Timber frame sales have risen by £400 million in recent years, according to a new report from MTW Research.
It indicates that timber frame is the fastest paced sector of the UK housebuilding market and is gaining further share in 2018.
Based on 80% of the timber frame market, the research found that construction of timber buildings is set to top 60,000 units in 2018 with orders exceeding £700 million in value, whilst Brexit continues to alter the structure of the market.
The 230-page report depicts a tale of two markets, with timber housebuilding going from strength to strength, while commercial timber construction experiences more challenging trading conditions, though forecasts are positive for most key end use sectors.

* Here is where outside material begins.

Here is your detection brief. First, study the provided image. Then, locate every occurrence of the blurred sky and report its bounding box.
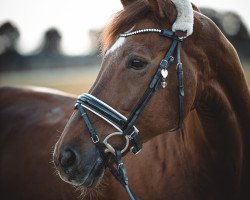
[0,0,250,55]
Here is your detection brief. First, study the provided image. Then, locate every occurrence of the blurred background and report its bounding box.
[0,0,250,95]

MTW’s director Mark Waddy said: “The Government’s home building fund is set to generate 150,000 new homes from SME housebuilders, with timber frame playing a very significant part in this growth. This initiative, coupled with a rapid rise in overall housebuilding has dampened housebuilders’ purchasing power, underpinning the timber frame market’s profitability to some extent.”

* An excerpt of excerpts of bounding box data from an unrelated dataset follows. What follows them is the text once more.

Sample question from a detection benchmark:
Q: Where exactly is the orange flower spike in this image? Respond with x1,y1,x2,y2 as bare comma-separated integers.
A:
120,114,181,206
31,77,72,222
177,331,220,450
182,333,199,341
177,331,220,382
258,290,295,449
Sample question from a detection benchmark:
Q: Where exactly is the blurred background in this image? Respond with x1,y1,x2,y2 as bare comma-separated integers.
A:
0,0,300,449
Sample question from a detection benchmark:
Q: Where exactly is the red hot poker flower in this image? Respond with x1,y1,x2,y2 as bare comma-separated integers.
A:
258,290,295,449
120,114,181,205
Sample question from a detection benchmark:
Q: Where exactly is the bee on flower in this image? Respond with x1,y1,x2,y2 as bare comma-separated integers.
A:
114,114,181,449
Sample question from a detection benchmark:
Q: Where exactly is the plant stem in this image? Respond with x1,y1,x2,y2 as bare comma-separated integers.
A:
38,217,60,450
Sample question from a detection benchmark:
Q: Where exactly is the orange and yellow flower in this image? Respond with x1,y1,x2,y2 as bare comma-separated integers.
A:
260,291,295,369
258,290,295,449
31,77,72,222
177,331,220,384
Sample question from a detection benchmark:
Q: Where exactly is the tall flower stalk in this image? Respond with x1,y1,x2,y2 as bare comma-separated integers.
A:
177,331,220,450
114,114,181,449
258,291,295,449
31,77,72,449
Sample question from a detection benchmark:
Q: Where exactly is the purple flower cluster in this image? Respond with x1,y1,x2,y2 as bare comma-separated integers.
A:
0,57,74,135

The research points to timber frame reaching a critical mass in the next few years, with the technology increasingly being regarded as ‘mass-market’, rather than ‘the other option’. The market has experienced profit growth in 2018 with timber frame homes accounting for almost one third of the home building market in the next few years according to MTW’s forecasts, despite some uncertainties in the housing market recently.
Whilst the timber frame market strengthens, the report also identifies a number of threats including exposure to the risk of a slowdown in housebuilding growth impacting on profitability for the timber fame market. This is likely to result in a growing number of mergers and acquisitions in the next few years according to MTW. Vertical integration with housebuilders and distributors coupled with acquisitive share growth by timber frame suppliers may become increasingly important in 2018 and 2019.
The report also reviews the public sector housebuilding market, where timber frame usually accounts for a larger share of housebuilding. According to MTW, the lack of sustained investment in new-build social housing has dampened timber frame growth more recently but represents a substantial future growth opportunity for timber frame suppliers when, or if, the Government seek to address this decline.
The report reviews market share by open panel timber frame, closed panel, SIPs, post and beam and volumetric, finding that whilst each sector has distinct characteristics, growth continues to outpace inflation for most products despite Brexit.
However, raw material pricing pressure for some timber frame sectors are likely to impact the market in 2018 as inflation rises and the impact of Brexit continues to reverberate across the industry.